- The paper demonstrates that replacing dense feedforward layers with sparse MoE layers in looped transformers recovers expressivity lost through weight tying.
- The methodology employs parameter reuse, isoFLOP scaling laws, and precise numerical benchmarks to compare looped architectures with dense baselines.
- The findings suggest that sparse expert routing in looped models optimizes compute-quality tradeoffs and early-exit strategies, paving the way for efficient deployment.

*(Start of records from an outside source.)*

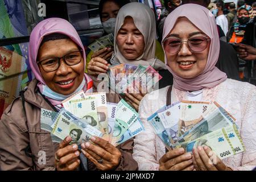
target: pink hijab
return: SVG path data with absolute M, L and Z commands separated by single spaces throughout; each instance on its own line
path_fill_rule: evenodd
M 220 53 L 220 40 L 215 18 L 209 10 L 202 6 L 186 4 L 179 6 L 166 18 L 163 40 L 167 37 L 177 19 L 181 16 L 188 18 L 196 27 L 207 35 L 211 42 L 205 68 L 200 75 L 192 78 L 184 78 L 175 74 L 169 67 L 165 55 L 166 65 L 174 76 L 174 86 L 176 89 L 187 91 L 214 87 L 227 78 L 226 73 L 215 67 Z
M 41 75 L 39 68 L 36 64 L 36 58 L 40 44 L 44 36 L 53 33 L 59 33 L 64 34 L 70 38 L 82 49 L 82 57 L 84 59 L 84 65 L 85 67 L 85 51 L 82 42 L 77 34 L 77 32 L 73 26 L 68 21 L 64 19 L 52 18 L 45 19 L 39 23 L 33 29 L 30 38 L 29 43 L 29 62 L 31 67 L 32 72 L 35 75 L 39 83 L 39 87 L 41 93 L 42 92 L 43 85 L 46 85 L 46 82 Z M 86 84 L 83 88 L 84 92 L 92 90 L 93 82 L 92 79 L 85 73 Z M 56 101 L 51 98 L 47 98 L 51 103 L 56 106 L 61 104 L 61 101 Z

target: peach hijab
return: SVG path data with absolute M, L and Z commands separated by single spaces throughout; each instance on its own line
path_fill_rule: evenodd
M 180 17 L 188 18 L 207 35 L 211 41 L 205 68 L 201 74 L 192 78 L 184 78 L 175 74 L 168 66 L 165 55 L 166 65 L 174 76 L 174 86 L 176 89 L 186 91 L 214 87 L 227 78 L 226 73 L 215 67 L 220 53 L 220 40 L 215 18 L 208 9 L 202 6 L 186 4 L 179 6 L 168 15 L 164 22 L 163 40 L 167 37 L 175 26 L 177 19 Z

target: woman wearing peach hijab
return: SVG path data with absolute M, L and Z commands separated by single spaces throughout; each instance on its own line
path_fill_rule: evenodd
M 226 78 L 215 67 L 220 42 L 211 13 L 194 4 L 177 7 L 166 20 L 162 45 L 174 85 L 171 92 L 167 86 L 141 101 L 139 113 L 146 131 L 135 137 L 133 154 L 139 169 L 253 169 L 256 166 L 256 88 Z M 192 154 L 183 148 L 166 152 L 147 118 L 168 103 L 167 98 L 171 104 L 183 100 L 217 101 L 236 118 L 246 151 L 222 160 L 217 157 L 214 164 L 208 162 L 211 150 L 207 146 L 199 146 Z

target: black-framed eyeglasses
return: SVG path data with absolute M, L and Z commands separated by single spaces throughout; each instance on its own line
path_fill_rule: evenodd
M 40 61 L 38 64 L 41 65 L 46 72 L 51 72 L 57 70 L 60 66 L 60 59 L 62 58 L 65 64 L 69 66 L 79 64 L 82 60 L 82 50 L 76 51 L 60 57 L 51 57 Z
M 162 44 L 164 51 L 171 54 L 175 54 L 180 51 L 183 42 L 187 43 L 188 48 L 191 52 L 200 52 L 206 49 L 210 40 L 210 39 L 204 36 L 194 36 L 184 41 L 181 41 L 179 38 L 170 37 L 164 39 Z

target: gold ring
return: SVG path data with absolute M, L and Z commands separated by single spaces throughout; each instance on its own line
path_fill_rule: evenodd
M 59 159 L 57 158 L 57 155 L 56 155 L 56 154 L 55 154 L 55 160 L 56 160 L 56 161 L 57 161 L 57 162 L 60 162 L 60 159 Z
M 100 164 L 102 164 L 103 163 L 103 159 L 102 158 L 100 158 L 100 159 L 98 159 L 97 160 L 97 162 L 100 163 Z

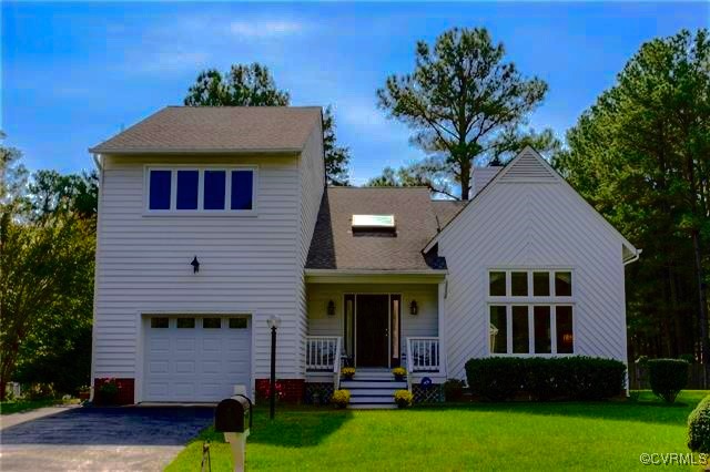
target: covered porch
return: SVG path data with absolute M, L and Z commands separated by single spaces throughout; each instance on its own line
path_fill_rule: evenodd
M 306 277 L 306 382 L 333 381 L 343 367 L 386 372 L 404 367 L 409 389 L 446 379 L 445 271 L 311 271 Z

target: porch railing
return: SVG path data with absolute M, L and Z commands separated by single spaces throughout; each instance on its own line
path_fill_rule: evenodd
M 438 337 L 407 338 L 407 371 L 438 372 L 440 359 Z
M 339 336 L 306 337 L 306 371 L 333 372 L 336 389 L 341 379 L 341 346 Z

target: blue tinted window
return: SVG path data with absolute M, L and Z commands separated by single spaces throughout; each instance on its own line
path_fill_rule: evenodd
M 204 209 L 224 209 L 225 184 L 224 171 L 204 172 Z
M 170 209 L 171 171 L 151 171 L 150 209 Z
M 197 171 L 178 171 L 178 209 L 197 209 Z
M 232 172 L 232 209 L 252 209 L 252 171 Z

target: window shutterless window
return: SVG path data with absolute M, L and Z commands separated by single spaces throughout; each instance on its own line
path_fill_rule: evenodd
M 488 271 L 489 352 L 575 352 L 571 270 Z
M 170 209 L 172 187 L 171 171 L 151 171 L 150 176 L 150 209 Z
M 146 170 L 148 212 L 240 214 L 255 208 L 256 168 Z
M 246 329 L 246 318 L 230 318 L 230 329 Z

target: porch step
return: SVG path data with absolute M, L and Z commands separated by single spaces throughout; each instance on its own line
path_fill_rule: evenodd
M 395 390 L 406 389 L 407 382 L 395 382 L 395 381 L 386 381 L 386 380 L 341 380 L 341 388 L 353 390 L 353 389 L 385 389 Z
M 395 381 L 388 370 L 358 371 L 352 380 L 342 380 L 341 388 L 349 390 L 352 409 L 397 408 L 394 394 L 407 388 L 406 381 Z
M 395 403 L 351 403 L 347 408 L 349 410 L 394 410 L 397 406 Z

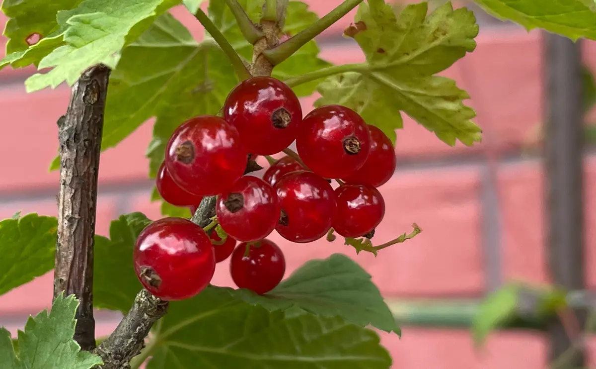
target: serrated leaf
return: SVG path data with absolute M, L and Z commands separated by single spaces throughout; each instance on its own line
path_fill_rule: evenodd
M 388 368 L 391 358 L 373 331 L 339 317 L 269 312 L 210 287 L 172 302 L 154 333 L 147 369 Z M 149 346 L 151 346 L 150 345 Z
M 238 2 L 250 19 L 258 23 L 263 8 L 262 0 L 240 0 Z M 252 45 L 242 35 L 236 20 L 225 2 L 209 2 L 209 15 L 234 50 L 245 60 L 250 60 Z M 317 19 L 318 17 L 308 10 L 308 5 L 300 1 L 290 1 L 288 4 L 283 31 L 289 36 L 296 35 Z M 283 80 L 330 66 L 330 63 L 318 57 L 319 52 L 319 48 L 314 41 L 308 42 L 287 60 L 276 66 L 273 70 L 273 76 Z M 299 96 L 308 96 L 312 94 L 318 82 L 314 81 L 300 85 L 294 88 L 294 91 Z
M 321 83 L 315 106 L 342 104 L 357 111 L 395 143 L 402 128 L 401 111 L 450 145 L 480 142 L 482 130 L 464 104 L 469 98 L 454 81 L 434 76 L 476 47 L 474 14 L 451 2 L 427 15 L 426 2 L 411 4 L 396 16 L 383 0 L 362 3 L 355 25 L 346 30 L 358 42 L 367 64 Z
M 103 364 L 100 356 L 87 351 L 73 340 L 74 313 L 79 302 L 74 295 L 54 299 L 52 309 L 30 316 L 24 331 L 18 331 L 18 357 L 10 333 L 0 328 L 0 362 L 2 369 L 90 369 Z
M 64 45 L 53 50 L 39 63 L 39 69 L 54 67 L 25 81 L 27 91 L 52 88 L 64 81 L 74 83 L 89 67 L 103 63 L 114 67 L 120 51 L 146 29 L 155 17 L 179 3 L 178 0 L 85 0 L 78 7 L 58 14 L 66 24 Z
M 542 28 L 577 40 L 596 39 L 596 6 L 592 0 L 476 0 L 487 13 L 528 30 Z
M 141 213 L 121 216 L 110 225 L 110 238 L 95 236 L 93 299 L 96 308 L 126 313 L 142 288 L 135 273 L 132 251 L 139 233 L 151 220 Z
M 35 213 L 0 222 L 0 295 L 52 270 L 57 226 Z
M 342 254 L 307 262 L 265 295 L 246 290 L 236 293 L 271 310 L 295 305 L 318 315 L 339 316 L 362 327 L 401 334 L 370 275 Z

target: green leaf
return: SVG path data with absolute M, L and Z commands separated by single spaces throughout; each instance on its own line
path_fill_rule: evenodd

Sparse Layers are Critical to Scaling Looped LLMs
Introduction
Looped LLMs (LoopLMs) employ parameter reuse by iteratively applying a stack of transformer layers through depth, minimizing memory costs and enabling early-exit strategies during inference. However, empirical results consistently show that naïvely looping dense transformer layers leads to inferior scaling compared to standard non-looped transformers, particularly under fixed-compute scenarios governed by established scaling laws [kaplan_scaling_2020], [hoffmann_training_2022]. This work systematically investigates the role of sparse Mixture-of-Experts (MoE) feedforward layers as a mechanism to break this scaling barrier in looped architectures. By explicitly isolating the contribution of sparse computation, the study sharply delineates the regime where looped architectures, with proper sparsification, can beat traditional transformers both in scaling and inference quality-cost profile.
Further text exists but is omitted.